The variation trajectory
lights them up in a different order.
So what this ends up doing,
is taking chunks out of
different parts of the dance
and splicing them together
in a different order.
Here's a demonstration that will
make that visible.
This is a medley. There is a Macarena...
ballet jump... and a kenpo karate kata...
And when I show you a chaotic variation of
that medley,
you will be able to see different chunks
of the different parts of the dance
pasted together in a different order.
There's some Makarena... goes in and out
of karate, more Makarena... there's karate
Some place in here there's a full copy of the
ballet jump... there it is.
Anyway, you get the idea.
If we simply take the same dance moves and
shuffle them randomly,
this is what it looks like...
any continuity you see here
is because the animation software is
connecting the dots,
it is interpolating between the different key frames,
but you can see it looks kind of like it's
having an epileptic seizure.
There's not the same kind of structure in
this movement.
I've had lots of students playing with
this over the years.
It doesn't just apply to sequences of
movement snapshots,
or sequences of musical notes,
it also works with words.
Here is a chaotic variation on a piece of
Alice in Wonderland.
Now as I said, it's taking chunks out of
different regions of the dance
and sticking them together in a different
order.
This is something that happens in lots of
different kinds of music.
It's also been done in dance by a modern
choreographer named Merce Cunningham,
who would chunk up a dance into phrases
and throw the I Ching to determine the order
in which the dancers
would execute those phrases.
And the dancers, and the critics and the
audiences,
all hated it because there are potentially
abrupt transitions at the chunk boundaries.

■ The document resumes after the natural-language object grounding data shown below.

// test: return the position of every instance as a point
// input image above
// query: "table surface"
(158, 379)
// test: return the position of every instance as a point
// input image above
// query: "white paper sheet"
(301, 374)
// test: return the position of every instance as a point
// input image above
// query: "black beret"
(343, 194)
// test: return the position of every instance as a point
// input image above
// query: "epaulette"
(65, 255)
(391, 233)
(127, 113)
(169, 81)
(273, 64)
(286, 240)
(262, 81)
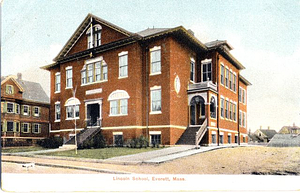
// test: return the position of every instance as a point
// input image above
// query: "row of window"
(242, 119)
(228, 109)
(14, 126)
(229, 138)
(95, 70)
(228, 78)
(10, 107)
(118, 106)
(242, 95)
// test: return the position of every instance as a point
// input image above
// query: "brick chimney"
(19, 75)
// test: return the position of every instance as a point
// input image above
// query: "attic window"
(94, 36)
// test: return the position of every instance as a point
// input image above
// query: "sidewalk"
(111, 165)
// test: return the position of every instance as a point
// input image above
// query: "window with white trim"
(57, 111)
(192, 70)
(155, 60)
(222, 107)
(155, 99)
(10, 107)
(222, 74)
(123, 64)
(25, 127)
(36, 128)
(94, 36)
(69, 77)
(94, 71)
(118, 103)
(57, 82)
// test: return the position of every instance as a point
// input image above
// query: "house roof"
(268, 132)
(80, 30)
(285, 140)
(32, 91)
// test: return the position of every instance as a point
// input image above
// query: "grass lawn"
(21, 149)
(102, 153)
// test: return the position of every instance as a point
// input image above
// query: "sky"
(264, 34)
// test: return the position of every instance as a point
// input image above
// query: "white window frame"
(123, 63)
(192, 69)
(152, 90)
(208, 71)
(69, 77)
(56, 112)
(152, 50)
(57, 84)
(38, 128)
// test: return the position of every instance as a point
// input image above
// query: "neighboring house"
(24, 112)
(285, 140)
(162, 83)
(264, 135)
(290, 130)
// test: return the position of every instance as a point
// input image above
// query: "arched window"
(72, 108)
(94, 70)
(94, 36)
(212, 107)
(118, 102)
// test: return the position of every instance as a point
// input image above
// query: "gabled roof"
(32, 91)
(268, 132)
(80, 30)
(4, 79)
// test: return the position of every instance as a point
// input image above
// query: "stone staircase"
(188, 137)
(84, 134)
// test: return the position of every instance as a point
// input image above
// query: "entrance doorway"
(197, 110)
(93, 114)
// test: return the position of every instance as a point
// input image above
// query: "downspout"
(218, 118)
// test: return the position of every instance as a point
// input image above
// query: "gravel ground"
(239, 160)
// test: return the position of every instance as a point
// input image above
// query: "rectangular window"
(226, 77)
(206, 71)
(192, 71)
(57, 112)
(119, 107)
(10, 107)
(229, 139)
(234, 82)
(36, 111)
(25, 127)
(71, 112)
(221, 139)
(90, 73)
(155, 139)
(222, 74)
(155, 59)
(26, 110)
(123, 64)
(36, 128)
(240, 94)
(57, 82)
(226, 109)
(213, 138)
(222, 107)
(156, 100)
(10, 126)
(230, 80)
(69, 76)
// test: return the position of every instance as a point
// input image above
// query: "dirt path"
(240, 160)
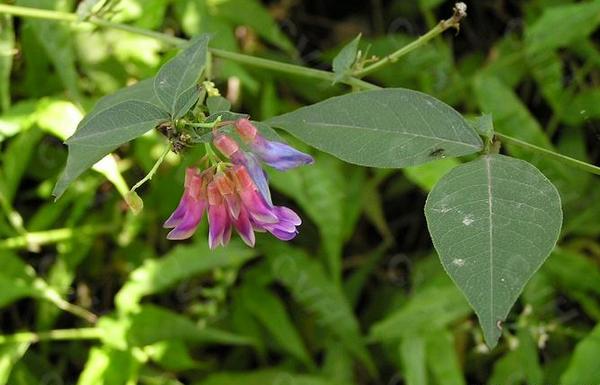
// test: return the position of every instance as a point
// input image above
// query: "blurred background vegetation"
(92, 294)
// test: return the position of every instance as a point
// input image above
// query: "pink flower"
(276, 154)
(188, 214)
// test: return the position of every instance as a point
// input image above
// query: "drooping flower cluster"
(236, 195)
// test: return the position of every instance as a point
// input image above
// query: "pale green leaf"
(175, 85)
(493, 222)
(310, 286)
(108, 366)
(183, 262)
(271, 313)
(443, 359)
(561, 25)
(343, 61)
(382, 128)
(10, 353)
(430, 309)
(412, 356)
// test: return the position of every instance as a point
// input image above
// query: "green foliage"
(493, 221)
(410, 128)
(91, 293)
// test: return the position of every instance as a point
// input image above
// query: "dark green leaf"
(382, 128)
(175, 82)
(493, 222)
(104, 132)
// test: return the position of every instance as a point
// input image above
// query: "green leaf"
(583, 367)
(175, 85)
(430, 309)
(217, 104)
(184, 262)
(7, 46)
(262, 377)
(271, 313)
(493, 222)
(343, 61)
(561, 25)
(320, 189)
(55, 38)
(150, 324)
(310, 286)
(412, 355)
(382, 128)
(109, 366)
(104, 132)
(10, 353)
(443, 359)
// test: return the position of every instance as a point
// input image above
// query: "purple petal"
(279, 155)
(218, 221)
(258, 175)
(188, 223)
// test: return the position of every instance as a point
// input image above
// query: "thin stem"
(453, 22)
(571, 161)
(291, 69)
(153, 170)
(52, 335)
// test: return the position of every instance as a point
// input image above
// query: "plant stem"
(149, 176)
(563, 158)
(54, 335)
(291, 69)
(453, 22)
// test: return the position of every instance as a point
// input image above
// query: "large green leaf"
(383, 128)
(104, 132)
(493, 222)
(175, 85)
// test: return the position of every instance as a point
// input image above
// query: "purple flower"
(276, 154)
(188, 213)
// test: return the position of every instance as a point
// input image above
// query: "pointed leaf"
(384, 128)
(174, 83)
(493, 222)
(104, 132)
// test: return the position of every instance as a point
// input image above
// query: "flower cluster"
(236, 194)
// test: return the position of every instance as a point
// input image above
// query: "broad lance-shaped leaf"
(392, 127)
(103, 133)
(175, 85)
(493, 222)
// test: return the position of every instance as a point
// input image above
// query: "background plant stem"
(291, 69)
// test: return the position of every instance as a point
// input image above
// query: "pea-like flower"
(276, 154)
(236, 195)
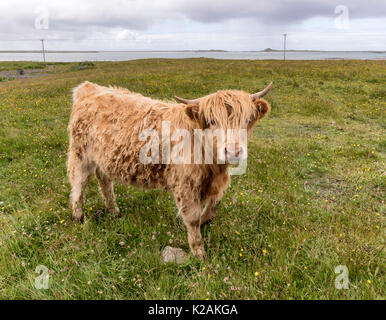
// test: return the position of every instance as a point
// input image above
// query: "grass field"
(312, 198)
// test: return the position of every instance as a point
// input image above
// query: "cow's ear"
(191, 111)
(262, 108)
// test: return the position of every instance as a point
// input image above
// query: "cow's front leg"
(190, 212)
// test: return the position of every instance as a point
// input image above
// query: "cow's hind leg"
(79, 173)
(190, 211)
(106, 187)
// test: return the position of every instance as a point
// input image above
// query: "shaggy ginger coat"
(104, 130)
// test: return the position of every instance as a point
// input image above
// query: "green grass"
(312, 197)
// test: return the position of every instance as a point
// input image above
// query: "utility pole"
(44, 53)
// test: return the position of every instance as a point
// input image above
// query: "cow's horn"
(186, 101)
(261, 93)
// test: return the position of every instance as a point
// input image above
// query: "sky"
(235, 25)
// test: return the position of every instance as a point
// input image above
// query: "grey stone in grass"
(176, 255)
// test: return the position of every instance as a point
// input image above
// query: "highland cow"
(105, 138)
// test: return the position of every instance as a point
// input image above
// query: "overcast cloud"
(199, 24)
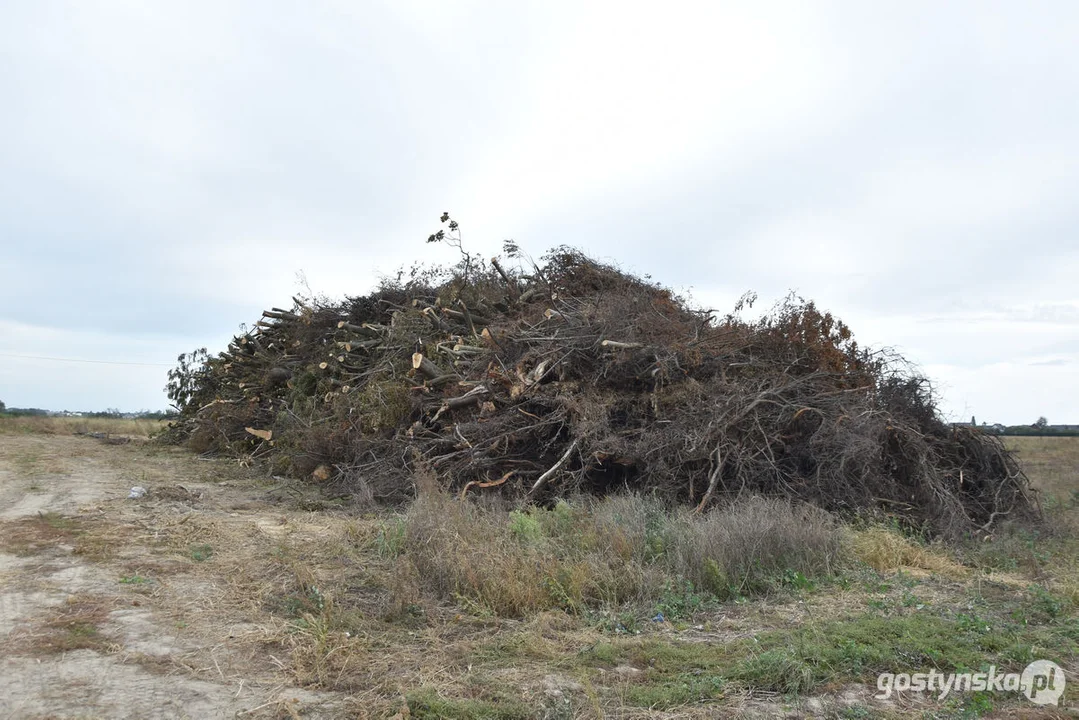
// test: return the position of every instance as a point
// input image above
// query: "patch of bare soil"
(120, 608)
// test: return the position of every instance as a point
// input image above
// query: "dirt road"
(120, 608)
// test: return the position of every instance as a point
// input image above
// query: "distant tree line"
(1039, 428)
(110, 412)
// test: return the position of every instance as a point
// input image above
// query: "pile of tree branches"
(568, 375)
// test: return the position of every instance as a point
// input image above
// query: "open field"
(223, 593)
(56, 425)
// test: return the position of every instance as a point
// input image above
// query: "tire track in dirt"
(70, 542)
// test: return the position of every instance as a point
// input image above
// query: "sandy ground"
(104, 611)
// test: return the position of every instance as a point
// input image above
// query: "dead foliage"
(569, 375)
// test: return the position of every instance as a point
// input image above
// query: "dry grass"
(887, 551)
(625, 549)
(469, 609)
(1052, 464)
(50, 425)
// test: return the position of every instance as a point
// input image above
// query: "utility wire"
(76, 360)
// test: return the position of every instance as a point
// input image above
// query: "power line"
(76, 360)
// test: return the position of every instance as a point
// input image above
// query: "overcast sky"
(167, 170)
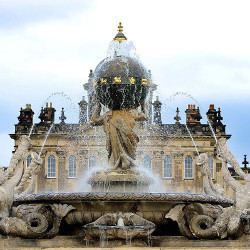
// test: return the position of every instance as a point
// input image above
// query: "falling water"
(192, 140)
(46, 137)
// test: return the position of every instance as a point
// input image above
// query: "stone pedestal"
(119, 181)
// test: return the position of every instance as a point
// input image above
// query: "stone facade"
(167, 150)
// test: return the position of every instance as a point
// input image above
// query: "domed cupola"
(121, 80)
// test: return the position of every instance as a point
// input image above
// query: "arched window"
(28, 160)
(92, 162)
(72, 167)
(167, 171)
(51, 166)
(188, 167)
(147, 162)
(211, 165)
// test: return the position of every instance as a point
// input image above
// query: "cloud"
(15, 14)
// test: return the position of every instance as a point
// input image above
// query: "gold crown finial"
(120, 36)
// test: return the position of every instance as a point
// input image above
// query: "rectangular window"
(188, 167)
(167, 171)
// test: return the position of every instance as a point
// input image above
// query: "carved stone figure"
(10, 178)
(119, 226)
(208, 185)
(206, 221)
(121, 139)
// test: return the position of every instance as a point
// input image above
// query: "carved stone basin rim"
(112, 196)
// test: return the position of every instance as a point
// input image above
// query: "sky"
(197, 48)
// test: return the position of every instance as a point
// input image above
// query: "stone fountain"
(126, 209)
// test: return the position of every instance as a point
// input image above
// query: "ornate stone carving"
(208, 185)
(206, 221)
(119, 226)
(35, 221)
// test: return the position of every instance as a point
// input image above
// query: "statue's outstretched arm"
(97, 119)
(143, 115)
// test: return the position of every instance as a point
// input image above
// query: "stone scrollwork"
(206, 221)
(35, 221)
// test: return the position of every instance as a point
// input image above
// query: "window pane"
(92, 162)
(167, 167)
(188, 167)
(51, 166)
(72, 166)
(147, 162)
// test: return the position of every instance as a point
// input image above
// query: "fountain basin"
(91, 206)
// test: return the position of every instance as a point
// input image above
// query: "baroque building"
(74, 150)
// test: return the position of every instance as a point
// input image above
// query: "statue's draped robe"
(121, 139)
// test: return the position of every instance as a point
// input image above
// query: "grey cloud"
(14, 14)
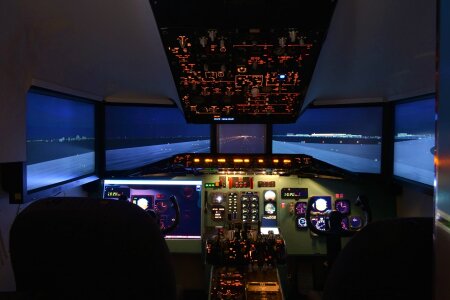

Those abrupt transitions arise because
the two moves on either side of
those chunk boundaries, may be very very
far apart in - kind of - body space.
You can really see that in this animation...
This is again the original, before the
chaotic variation,
of a short ballet adagio composed by a
colleague of mine...
Now, what does it look like if we generate
a chaotic variation on that?
You can see the smooth movement on the
- ouch... ouch... ouch -
so you can really see the transitions here.
This set us off on a primrose path,
because I wanted to interpolate,
that is to smooth those gaps.
Not just in a way that was faithful to the
tendons and muscles in the body,
but also that was faithful to the style
of the movement genre.
So what we did, was we took a corpus,
a whole bunch of examples of a
certain kind of dance,
and we looked a the individual joints in
the body
so like the wrist, and the elbow,
and the knee,
and we built a directed graph to capture
how each of those joints moved.
Once you do that, you look at the graph
for say the right shoulder
and you look for the shoulder position
in the initial state
and then you look at that same graph
and you look for the shoulder position in the final state.
So getting the shoulder from here to here
can be accomplished simply by looking
for something like the shortest path
through that graph.
Now it gets a little bit more complicated
than that
because you actually have 44 joints
in your body
and you have to do that in parallel
and they all have to be the same path length
because otherwise all the different joints
in the body will depart from the initial
condition at the right time,
but they will all arrive at the final
condition at different times,
and that doesn't look good.
The other thing that made this hard is the
graphs really are
a lot more complicated than that one
I just showed you.
So here is an interpolation task that we
gave this programme.
Get me from here to here in a manner that
is consistent with the observed
movement patterns in a corpus of ballet.
Here is what the programme produced...
So computer-generated dance,
using machine learning techniques
on a ballet corpus.
This work didn't just suck me down the
primrose path of machine learning,
it also got me working with dancers.
And that has culminated in a piece that
has been performed in a number of cities.